How the new HTML 5 will impact on SEO?

Later on 20th of January (or something like that), YouTube launched a fascinating experiment, introducing new video format for supported browsers, which rely on new HTML5 syntax.

HTML EvolutionTherefore, it appears that the new standard, which has been under development since 2007 (first draft in 2008) is going to be massively used.
Ok, it may be too earlier to be said, but considering all the new browsers – Internet Explorer 8 included – has a good support for the new specifics, a new era is definitely coming.

The new HTML5 specific are almost complete, so it’s just a matter of time before they will be definitely released, and sooner every coder should start rethinking on the way they code pages.

Are the coders the only person that should be worried about that?

I guess no. HTML5 will introduce a very new way to implement and represent data, and the syntax will be so different that all other web parties involved in the web industry – eventually – will have to face with it.

From HTML 4 to HTML 5, a long story

HTML 4 is a very old fashioned Meta coding language. Its first appearance is dated December 1997. One of the biggest limits of HTML 4 was the absence of a standard. Yes, they were the rules, but browsers were also so “smart” to understand a non-well written language and to interpret it rendering the page in any case.

This brought the Consortium to release an intermediate layer just two years later. This new language has been called xHTML, a hybrid between XML – well written document – and HTML, and it provided a new way to conceive the pages, at least from a semantic prospective, forcing coder to have a uniformed way to write it enforcing some rules like tag closure and lower-case representation.

In 1999, web sites was almost static; they were not the media-rich and socially interactive like today and so nobody though to some specific tag for media embedding, nor to the most recent micro format to allow a computer to interpret the information with just a quick scan.

That is what HTML5 aim to do. HTML5 it’s a mileage stone and it will sign the beginning of the standardization of websites.

Code, from now on, will be divided into several – specific parts – and all the coder will be able to update web page faster, even those one they don’t originally wrote, making it easier to read for humans and bots alike.

How HTML 5 will affect SEO?

HTML 5 will allow for better cross browser compatibility between mobile, desktop, netbook, pda, Ereader and whatever else can display a web page. The new HTML 5 mark-up will be more similar to the XML structure rather than HTML.

There will be new and more understandable Meta tags, which help spiders to distinguish what content is on a page more easily. In the past, and elements have been (ab)used; in HTML 5 a new array of elements will be available for a specific document sections like the navigation menu rather than article part and so on.

Let’s have a look on what is going to change. To do that I will borrow a couple of diagrams from an article on A List Apart.

Here is how today a – typical – web page is represented:

Old HTML 4 Layout

Currently the structure of HTML tags is not semantic and not in any particular order – which makes it challenging a search engine to figure out what is actually important.

This is, instead, the new format provided for HTML 5:

New HTML5 layout

The improved sectioning could ease search engines in understanding the page structure leaving the algorithm may more time to concentrate on relevant content.
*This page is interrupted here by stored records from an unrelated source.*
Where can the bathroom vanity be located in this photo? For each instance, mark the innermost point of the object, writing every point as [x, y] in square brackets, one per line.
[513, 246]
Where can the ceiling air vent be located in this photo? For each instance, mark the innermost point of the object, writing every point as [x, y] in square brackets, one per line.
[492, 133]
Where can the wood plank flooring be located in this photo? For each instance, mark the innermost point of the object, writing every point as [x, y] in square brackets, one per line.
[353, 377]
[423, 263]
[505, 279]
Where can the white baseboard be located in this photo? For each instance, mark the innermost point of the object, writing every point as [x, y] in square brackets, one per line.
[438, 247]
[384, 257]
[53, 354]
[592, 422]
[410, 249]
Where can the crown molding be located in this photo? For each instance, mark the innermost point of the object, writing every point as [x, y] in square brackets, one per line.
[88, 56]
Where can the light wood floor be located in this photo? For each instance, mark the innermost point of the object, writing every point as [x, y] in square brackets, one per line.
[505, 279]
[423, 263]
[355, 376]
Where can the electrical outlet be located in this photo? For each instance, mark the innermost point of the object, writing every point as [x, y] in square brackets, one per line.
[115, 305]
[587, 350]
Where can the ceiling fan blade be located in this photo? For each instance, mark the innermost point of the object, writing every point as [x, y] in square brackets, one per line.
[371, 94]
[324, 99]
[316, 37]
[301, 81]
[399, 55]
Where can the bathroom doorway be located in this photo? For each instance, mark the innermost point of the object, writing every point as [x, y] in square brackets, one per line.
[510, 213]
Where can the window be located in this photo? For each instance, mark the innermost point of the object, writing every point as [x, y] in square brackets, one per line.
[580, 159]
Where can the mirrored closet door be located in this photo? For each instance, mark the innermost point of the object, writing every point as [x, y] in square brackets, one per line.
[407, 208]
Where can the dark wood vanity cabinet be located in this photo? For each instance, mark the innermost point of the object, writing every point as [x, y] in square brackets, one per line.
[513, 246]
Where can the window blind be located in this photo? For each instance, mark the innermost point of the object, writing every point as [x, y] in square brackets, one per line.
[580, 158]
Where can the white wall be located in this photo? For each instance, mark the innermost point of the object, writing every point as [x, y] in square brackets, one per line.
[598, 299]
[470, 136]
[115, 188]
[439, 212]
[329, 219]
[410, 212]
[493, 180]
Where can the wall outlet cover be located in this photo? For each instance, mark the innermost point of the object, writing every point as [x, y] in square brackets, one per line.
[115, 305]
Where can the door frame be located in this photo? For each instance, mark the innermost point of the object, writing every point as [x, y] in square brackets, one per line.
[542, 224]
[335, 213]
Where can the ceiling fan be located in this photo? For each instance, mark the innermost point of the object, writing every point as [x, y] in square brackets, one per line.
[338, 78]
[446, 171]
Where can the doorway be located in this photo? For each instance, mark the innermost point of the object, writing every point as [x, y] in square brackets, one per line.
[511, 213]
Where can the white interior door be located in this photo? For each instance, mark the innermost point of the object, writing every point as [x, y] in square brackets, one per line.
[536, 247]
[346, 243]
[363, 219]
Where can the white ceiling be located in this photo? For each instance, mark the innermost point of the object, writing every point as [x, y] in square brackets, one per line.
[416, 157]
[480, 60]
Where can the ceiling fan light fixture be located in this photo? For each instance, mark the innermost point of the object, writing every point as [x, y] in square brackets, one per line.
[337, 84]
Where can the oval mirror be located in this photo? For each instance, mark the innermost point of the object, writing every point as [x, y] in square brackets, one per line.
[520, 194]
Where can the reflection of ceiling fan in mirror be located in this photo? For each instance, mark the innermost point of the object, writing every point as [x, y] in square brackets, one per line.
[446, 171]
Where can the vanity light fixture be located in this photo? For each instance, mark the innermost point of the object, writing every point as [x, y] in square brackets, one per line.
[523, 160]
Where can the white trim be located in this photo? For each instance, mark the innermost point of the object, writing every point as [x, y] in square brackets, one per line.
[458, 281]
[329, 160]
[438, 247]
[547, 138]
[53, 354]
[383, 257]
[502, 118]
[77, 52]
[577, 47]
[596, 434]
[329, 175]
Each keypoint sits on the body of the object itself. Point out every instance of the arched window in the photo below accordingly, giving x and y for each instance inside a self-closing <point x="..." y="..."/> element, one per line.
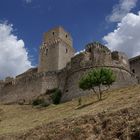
<point x="133" y="70"/>
<point x="66" y="50"/>
<point x="46" y="51"/>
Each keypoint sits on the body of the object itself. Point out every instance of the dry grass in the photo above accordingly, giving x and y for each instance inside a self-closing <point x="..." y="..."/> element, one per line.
<point x="16" y="118"/>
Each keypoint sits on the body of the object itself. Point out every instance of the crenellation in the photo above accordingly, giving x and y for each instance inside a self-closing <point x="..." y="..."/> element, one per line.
<point x="60" y="68"/>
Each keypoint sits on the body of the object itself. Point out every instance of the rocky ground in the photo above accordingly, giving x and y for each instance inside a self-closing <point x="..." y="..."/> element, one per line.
<point x="115" y="118"/>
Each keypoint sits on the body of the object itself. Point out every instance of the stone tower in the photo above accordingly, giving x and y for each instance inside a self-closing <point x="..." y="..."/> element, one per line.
<point x="56" y="50"/>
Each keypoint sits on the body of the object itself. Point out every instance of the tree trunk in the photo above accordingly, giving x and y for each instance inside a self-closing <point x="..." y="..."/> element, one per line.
<point x="100" y="93"/>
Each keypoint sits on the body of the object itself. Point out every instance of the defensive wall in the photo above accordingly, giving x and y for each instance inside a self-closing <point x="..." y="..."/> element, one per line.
<point x="59" y="68"/>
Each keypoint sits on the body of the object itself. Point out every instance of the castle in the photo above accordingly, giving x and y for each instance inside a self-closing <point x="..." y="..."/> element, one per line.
<point x="59" y="67"/>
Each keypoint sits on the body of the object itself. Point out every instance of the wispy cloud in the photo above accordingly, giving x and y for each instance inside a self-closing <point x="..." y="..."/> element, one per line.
<point x="28" y="1"/>
<point x="13" y="55"/>
<point x="125" y="37"/>
<point x="121" y="9"/>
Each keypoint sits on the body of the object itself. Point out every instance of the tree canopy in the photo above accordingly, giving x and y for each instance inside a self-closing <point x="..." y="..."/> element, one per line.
<point x="98" y="80"/>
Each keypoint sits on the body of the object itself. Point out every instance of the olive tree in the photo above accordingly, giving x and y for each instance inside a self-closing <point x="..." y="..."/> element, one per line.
<point x="98" y="80"/>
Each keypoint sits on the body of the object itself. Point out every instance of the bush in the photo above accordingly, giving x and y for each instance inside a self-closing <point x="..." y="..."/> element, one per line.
<point x="97" y="80"/>
<point x="37" y="102"/>
<point x="56" y="96"/>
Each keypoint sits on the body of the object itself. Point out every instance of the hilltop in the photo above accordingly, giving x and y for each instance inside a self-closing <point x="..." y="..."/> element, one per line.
<point x="116" y="116"/>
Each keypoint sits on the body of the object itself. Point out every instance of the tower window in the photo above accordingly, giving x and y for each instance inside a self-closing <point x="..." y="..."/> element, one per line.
<point x="46" y="51"/>
<point x="133" y="70"/>
<point x="66" y="50"/>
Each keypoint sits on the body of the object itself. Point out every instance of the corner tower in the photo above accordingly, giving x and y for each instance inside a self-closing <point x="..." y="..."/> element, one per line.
<point x="56" y="50"/>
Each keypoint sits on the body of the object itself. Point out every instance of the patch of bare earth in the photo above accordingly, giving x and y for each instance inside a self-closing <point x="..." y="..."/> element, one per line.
<point x="117" y="117"/>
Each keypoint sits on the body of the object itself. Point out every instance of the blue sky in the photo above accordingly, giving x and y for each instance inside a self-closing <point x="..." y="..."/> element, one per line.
<point x="86" y="20"/>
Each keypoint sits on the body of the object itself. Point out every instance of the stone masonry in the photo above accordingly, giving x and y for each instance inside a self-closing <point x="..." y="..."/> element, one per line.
<point x="59" y="67"/>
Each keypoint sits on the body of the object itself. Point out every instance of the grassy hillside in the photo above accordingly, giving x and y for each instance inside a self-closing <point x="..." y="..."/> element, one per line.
<point x="27" y="122"/>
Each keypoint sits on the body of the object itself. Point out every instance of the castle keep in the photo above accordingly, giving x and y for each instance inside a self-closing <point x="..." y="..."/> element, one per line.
<point x="59" y="67"/>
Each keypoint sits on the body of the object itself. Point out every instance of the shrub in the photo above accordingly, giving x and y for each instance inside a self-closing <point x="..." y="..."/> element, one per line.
<point x="56" y="96"/>
<point x="37" y="102"/>
<point x="96" y="79"/>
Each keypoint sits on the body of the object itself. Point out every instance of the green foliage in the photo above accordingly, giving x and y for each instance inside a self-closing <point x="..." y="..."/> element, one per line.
<point x="97" y="78"/>
<point x="37" y="102"/>
<point x="56" y="96"/>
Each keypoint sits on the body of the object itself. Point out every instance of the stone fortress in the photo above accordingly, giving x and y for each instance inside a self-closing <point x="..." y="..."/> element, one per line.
<point x="59" y="67"/>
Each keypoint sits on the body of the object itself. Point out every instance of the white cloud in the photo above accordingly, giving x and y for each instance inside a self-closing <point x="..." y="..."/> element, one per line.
<point x="79" y="52"/>
<point x="28" y="1"/>
<point x="126" y="37"/>
<point x="13" y="55"/>
<point x="120" y="10"/>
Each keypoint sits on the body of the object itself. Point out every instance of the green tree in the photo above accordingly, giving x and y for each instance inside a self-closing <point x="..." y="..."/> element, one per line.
<point x="99" y="80"/>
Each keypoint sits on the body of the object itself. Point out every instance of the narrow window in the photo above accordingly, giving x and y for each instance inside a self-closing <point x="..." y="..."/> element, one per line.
<point x="66" y="50"/>
<point x="133" y="70"/>
<point x="46" y="51"/>
<point x="67" y="90"/>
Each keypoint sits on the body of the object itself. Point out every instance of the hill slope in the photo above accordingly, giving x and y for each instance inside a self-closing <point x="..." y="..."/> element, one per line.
<point x="116" y="116"/>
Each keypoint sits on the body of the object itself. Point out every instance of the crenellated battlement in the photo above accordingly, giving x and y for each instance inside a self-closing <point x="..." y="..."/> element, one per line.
<point x="60" y="68"/>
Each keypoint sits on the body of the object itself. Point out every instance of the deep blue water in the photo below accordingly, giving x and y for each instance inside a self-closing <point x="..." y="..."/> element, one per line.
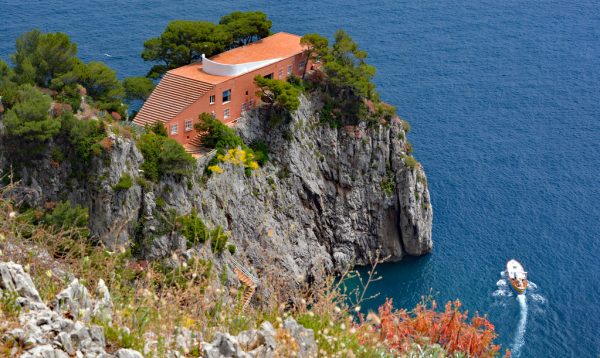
<point x="504" y="102"/>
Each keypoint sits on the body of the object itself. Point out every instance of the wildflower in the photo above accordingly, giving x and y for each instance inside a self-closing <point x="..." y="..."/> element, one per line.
<point x="373" y="318"/>
<point x="215" y="169"/>
<point x="253" y="165"/>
The same every person involved in the industry should do.

New HTML5 Tags

Here are some (not all) of the tags that will hold the most importance concerning SEO and the categorization of a page:

Article: it points to the most important content on the page. It lets spiders know about the topic you are talking. This could be a forum post, blog post, newspaper article, a user comment, or any other independent item of content.

Section: this tag specifies separate sections of an article. This means that (hopefully) a search engine will be able to pay attention and evaluate each section singularly accordingly to the header.
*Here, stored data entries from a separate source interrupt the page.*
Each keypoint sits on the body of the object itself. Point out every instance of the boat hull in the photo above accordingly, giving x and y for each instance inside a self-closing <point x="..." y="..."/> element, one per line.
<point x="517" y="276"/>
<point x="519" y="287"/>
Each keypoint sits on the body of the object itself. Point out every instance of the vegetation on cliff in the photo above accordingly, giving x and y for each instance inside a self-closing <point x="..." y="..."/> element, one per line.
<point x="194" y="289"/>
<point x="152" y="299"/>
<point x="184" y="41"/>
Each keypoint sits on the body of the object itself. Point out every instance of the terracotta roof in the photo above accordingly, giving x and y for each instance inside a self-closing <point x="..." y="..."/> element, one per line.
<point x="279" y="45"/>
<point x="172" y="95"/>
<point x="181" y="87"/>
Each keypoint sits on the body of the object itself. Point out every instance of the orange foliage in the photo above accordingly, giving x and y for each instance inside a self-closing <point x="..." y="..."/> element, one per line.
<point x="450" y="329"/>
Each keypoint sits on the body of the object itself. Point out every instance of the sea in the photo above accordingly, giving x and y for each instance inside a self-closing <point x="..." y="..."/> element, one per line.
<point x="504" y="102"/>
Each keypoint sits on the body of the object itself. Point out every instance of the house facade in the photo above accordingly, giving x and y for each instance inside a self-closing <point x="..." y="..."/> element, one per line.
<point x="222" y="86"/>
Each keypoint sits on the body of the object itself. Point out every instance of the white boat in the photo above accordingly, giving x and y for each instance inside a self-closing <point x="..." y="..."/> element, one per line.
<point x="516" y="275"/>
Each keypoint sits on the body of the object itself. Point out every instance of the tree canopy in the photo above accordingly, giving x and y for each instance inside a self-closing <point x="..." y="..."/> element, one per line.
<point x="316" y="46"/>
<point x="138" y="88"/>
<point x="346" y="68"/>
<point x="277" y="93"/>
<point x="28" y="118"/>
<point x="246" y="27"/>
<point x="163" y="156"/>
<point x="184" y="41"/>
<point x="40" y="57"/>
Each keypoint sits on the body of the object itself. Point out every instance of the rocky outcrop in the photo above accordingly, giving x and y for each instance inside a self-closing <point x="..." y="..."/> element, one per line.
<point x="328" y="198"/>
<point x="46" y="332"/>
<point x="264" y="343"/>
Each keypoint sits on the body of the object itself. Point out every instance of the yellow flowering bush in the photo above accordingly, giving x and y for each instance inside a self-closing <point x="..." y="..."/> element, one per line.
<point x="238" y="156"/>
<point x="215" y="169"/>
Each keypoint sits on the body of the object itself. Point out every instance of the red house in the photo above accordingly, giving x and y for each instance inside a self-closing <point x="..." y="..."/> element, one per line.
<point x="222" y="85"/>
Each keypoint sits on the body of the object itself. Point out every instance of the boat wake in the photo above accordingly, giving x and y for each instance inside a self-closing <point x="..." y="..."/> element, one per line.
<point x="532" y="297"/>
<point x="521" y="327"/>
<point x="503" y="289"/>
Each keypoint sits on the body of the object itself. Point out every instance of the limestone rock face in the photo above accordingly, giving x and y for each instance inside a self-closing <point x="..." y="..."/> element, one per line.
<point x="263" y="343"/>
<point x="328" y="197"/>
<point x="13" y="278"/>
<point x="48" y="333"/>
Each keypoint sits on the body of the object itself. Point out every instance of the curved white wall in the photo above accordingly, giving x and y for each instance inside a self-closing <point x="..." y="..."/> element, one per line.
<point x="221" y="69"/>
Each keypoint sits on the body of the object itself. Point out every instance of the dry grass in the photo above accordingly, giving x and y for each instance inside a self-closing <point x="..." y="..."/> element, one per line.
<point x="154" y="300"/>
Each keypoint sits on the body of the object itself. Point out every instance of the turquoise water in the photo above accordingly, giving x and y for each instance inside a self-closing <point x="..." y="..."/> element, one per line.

Header: this tag holds the primary info about the content. It can be included more than once on a page, but as far as I understood just one per article. This should allow search engines to rank pages with multiple topics more easily.

Footer: can be used multiple times like those that the header, and it should be the less important part of the page.

Aside: contains any secondary info related the page, yet off topic argument. Just imagine the right (or left) column where related topics are generally listed.

Audio and Video: with these tags, you will be able to embed media content directly into the HTML pages, having an extra control over their appearance – nowadays impossible with third parties players.

Source: is a child element to audio and video. It allows to specify multiple alternative sources for the media element; it is particular useful for a browser that does not support all formats (i.e. Firefox can’t read Wav audio files).

From a SEO prospective, it should be useful for media intersection between the different location that may be assumed as important and receive trust rank once indexed.

So what?

At present, SEOers can’t do anything better than waiting. As soon as HTML 5 will be adopted on a wider scale, search engines will have no choice to consider the new syntax. At that time, using a nice and clean HTML markup will become a far more important SEO factor than it is today (don’t get me wrong, content will still have importance too).

Nothing is expected overnight, but – as you can imagine – to ensure a smooth transition SEOers and webmasters have to recommend and build sites respecting the XHTML standard thus facilitating the migration when times will be more mature (and as such avoid pulling hairs from their head).